00:01 Bonjour, je suis content d'être…
00:04 Moi aussi, je suis content d'être dans votre bureau, au milieu de tous ces livres.
00:09 Alors, pourquoi la danseuse qui donne son titre au livre n'a-t-elle pas de nom ?
00:14 Oui, c'est venu de manière naturelle, je ne sais pas.
00:21 Si elle avait un nom, évidemment, le fait qu'on l'appelle la danseuse, oui, c'est comme une…
00:30 Si elle avait un nom, ce serait trop précis.
00:36 C'est plutôt…
00:38 C'est aussi parce que j'ai côtoyé les hasards de la vie.
00:43 En fait, j'ai côtoyé ce monde de la danse dans les années 60, enfin c'était avant d'écrire,
00:52 et c'est un monde qui m'a beaucoup frappé à l'époque.
00:59 D'ailleurs, il y a d'autres personnages de danseuses qui traversent vos livres parfois,
01:04 et elles, elles ont des noms.
01:05 Ah oui, elles ont des noms, oui.
01:07 Est-ce que ce sont des personnages secondaires ?
01:09 Il y en a certains que j'ai croisés qui étaient plus âgés que…
01:20 Oui, je les ai croisés, c'est pour ça que je peux les citer, oui, je les ai croisés,
01:27 que ce soit dans des… Oui, parce que j'étais… Les hasards en fait, j'ai plus ou moins
01:40 côtoyé ce monde-là avant d'écrire.
01:45 Ce n'est pas grave.
01:47 Et votre mère, elle a été danseuse un temps ?
01:49 Ah non, ça vient du temps… Non, non, quand elle était très jeune, elle a fait des revues,
01:59 mais c'était une figurante, ce n'était pas une…
02:01 C'était une figurante, oui.
02:03 Mais son petit garçon, le petit garçon de la danseuse, dont le narrateur est très
02:08 proche dans le livre, il a un prénom, Pierre, et puis il n'a pas de nom.
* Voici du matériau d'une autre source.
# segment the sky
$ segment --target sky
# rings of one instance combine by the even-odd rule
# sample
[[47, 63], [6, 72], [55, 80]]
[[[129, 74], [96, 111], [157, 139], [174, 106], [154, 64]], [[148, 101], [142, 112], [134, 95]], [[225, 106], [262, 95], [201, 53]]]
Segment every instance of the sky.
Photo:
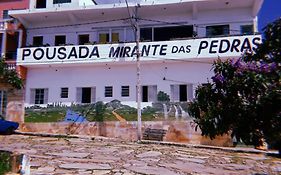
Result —
[[259, 31], [269, 22], [281, 17], [281, 0], [264, 0], [261, 11], [259, 12], [258, 22]]
[[[171, 0], [173, 1], [173, 0]], [[92, 4], [92, 0], [80, 0], [85, 5]], [[259, 12], [259, 31], [269, 22], [281, 17], [281, 0], [264, 0], [261, 11]]]

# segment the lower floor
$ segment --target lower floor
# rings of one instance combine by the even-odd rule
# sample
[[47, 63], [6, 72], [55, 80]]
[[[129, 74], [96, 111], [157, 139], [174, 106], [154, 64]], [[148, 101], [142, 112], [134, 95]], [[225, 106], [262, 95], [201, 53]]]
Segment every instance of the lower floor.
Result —
[[24, 90], [15, 89], [0, 80], [0, 115], [7, 120], [23, 121]]
[[[194, 97], [197, 85], [212, 75], [209, 62], [158, 62], [141, 65], [141, 101], [158, 101], [159, 92], [172, 102]], [[112, 100], [135, 103], [135, 64], [47, 66], [28, 68], [27, 106], [52, 103], [95, 103]]]

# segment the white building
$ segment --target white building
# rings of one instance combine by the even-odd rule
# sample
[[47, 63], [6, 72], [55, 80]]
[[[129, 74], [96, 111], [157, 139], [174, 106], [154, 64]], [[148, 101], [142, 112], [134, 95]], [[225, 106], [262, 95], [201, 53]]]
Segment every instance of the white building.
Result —
[[159, 91], [188, 101], [212, 76], [215, 59], [240, 57], [261, 42], [256, 33], [263, 0], [85, 2], [31, 0], [29, 10], [9, 13], [27, 29], [26, 47], [17, 56], [27, 68], [26, 105], [134, 104], [135, 19], [143, 102], [156, 101]]

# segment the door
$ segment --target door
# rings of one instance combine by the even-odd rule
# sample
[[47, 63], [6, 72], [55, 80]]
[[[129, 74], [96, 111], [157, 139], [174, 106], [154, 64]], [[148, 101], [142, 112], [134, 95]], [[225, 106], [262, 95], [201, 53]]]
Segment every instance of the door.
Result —
[[91, 103], [92, 98], [91, 88], [82, 88], [82, 103]]
[[180, 85], [180, 101], [187, 101], [187, 85]]
[[142, 102], [148, 102], [148, 86], [142, 86]]

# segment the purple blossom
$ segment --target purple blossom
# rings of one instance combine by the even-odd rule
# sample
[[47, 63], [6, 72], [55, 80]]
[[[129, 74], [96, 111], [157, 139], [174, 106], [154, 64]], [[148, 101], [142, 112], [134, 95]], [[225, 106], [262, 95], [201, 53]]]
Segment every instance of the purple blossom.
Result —
[[225, 78], [224, 76], [222, 76], [221, 74], [216, 74], [215, 76], [212, 77], [212, 80], [215, 82], [215, 83], [223, 83]]

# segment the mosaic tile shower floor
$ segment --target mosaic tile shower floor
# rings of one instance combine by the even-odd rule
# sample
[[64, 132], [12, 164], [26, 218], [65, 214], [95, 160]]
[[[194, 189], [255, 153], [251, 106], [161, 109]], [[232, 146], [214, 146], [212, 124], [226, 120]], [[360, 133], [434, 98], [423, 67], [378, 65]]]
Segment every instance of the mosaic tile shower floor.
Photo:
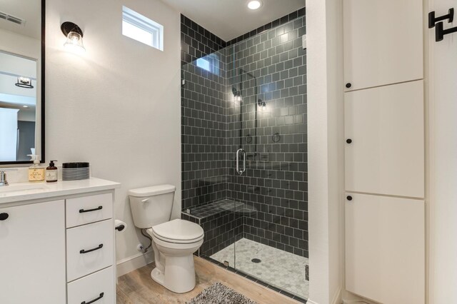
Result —
[[[226, 260], [230, 266], [238, 270], [308, 298], [309, 282], [305, 280], [305, 265], [308, 265], [306, 258], [246, 238], [241, 238], [210, 258], [221, 263]], [[253, 258], [261, 262], [253, 263], [251, 261]]]

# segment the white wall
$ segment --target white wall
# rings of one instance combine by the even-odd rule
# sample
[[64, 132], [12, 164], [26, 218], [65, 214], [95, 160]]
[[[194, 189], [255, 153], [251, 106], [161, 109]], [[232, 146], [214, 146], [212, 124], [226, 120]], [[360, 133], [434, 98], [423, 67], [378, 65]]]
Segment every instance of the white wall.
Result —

02:14 Mais il n'a pas de nom parce qu'il n'a pas de père.
02:17 Oui, c'est ça, c'est-à-dire que oui, c'est un enfant qui… Oui, apparemment,
02:27 il a vécu… Enfin, si on veut parler… Si le roman était réaliste et tout ça, oui,
02:33 c'est un enfant qui a vécu les premières années de sa vie un peu séparé de sa mère.
02:42 Oui, il n'a pas de nom en fait.
02:43 Oui, à un moment, je dis que j'ai… Celui qui dit « je » a essayé de le retrouver
02:53 bien des années plus tard, mais il ne savait pas quel était son nom exact.
02:57 Je dis oui, ils n'avaient pas de famille, enfin, quel était son nom sur l'état civil.
03:06 Mais alors, nous voici plongés dans un demi-monde, c'est-à-dire un monde clandestin où les
03:13 identités sont toujours douteuses.
03:16 Oui, oui.
03:17 Quand on commence à parler du cabaret, des pseudos des artistes, mais aussi des voyous,
03:23 de la pègre.
03:24 Oui, oui.
03:25 Oui, c'est un monde… Oui, c'est un monde… C'est-à-dire, tout ce qui tourne autour
03:35 de la danseuse est très précis parce que le monde de la danse, évidemment, ça m'avait
03:43 frappé quand j'étais très jeune parce que j'étais à l'âge où, à partir
03:49 du 17, 18, 19 ans, j'étais à l'âge où je ne savais pas très bien qu'est-ce
03:54 que je ferais, où je ne poursuivais pas d'études et tout ça.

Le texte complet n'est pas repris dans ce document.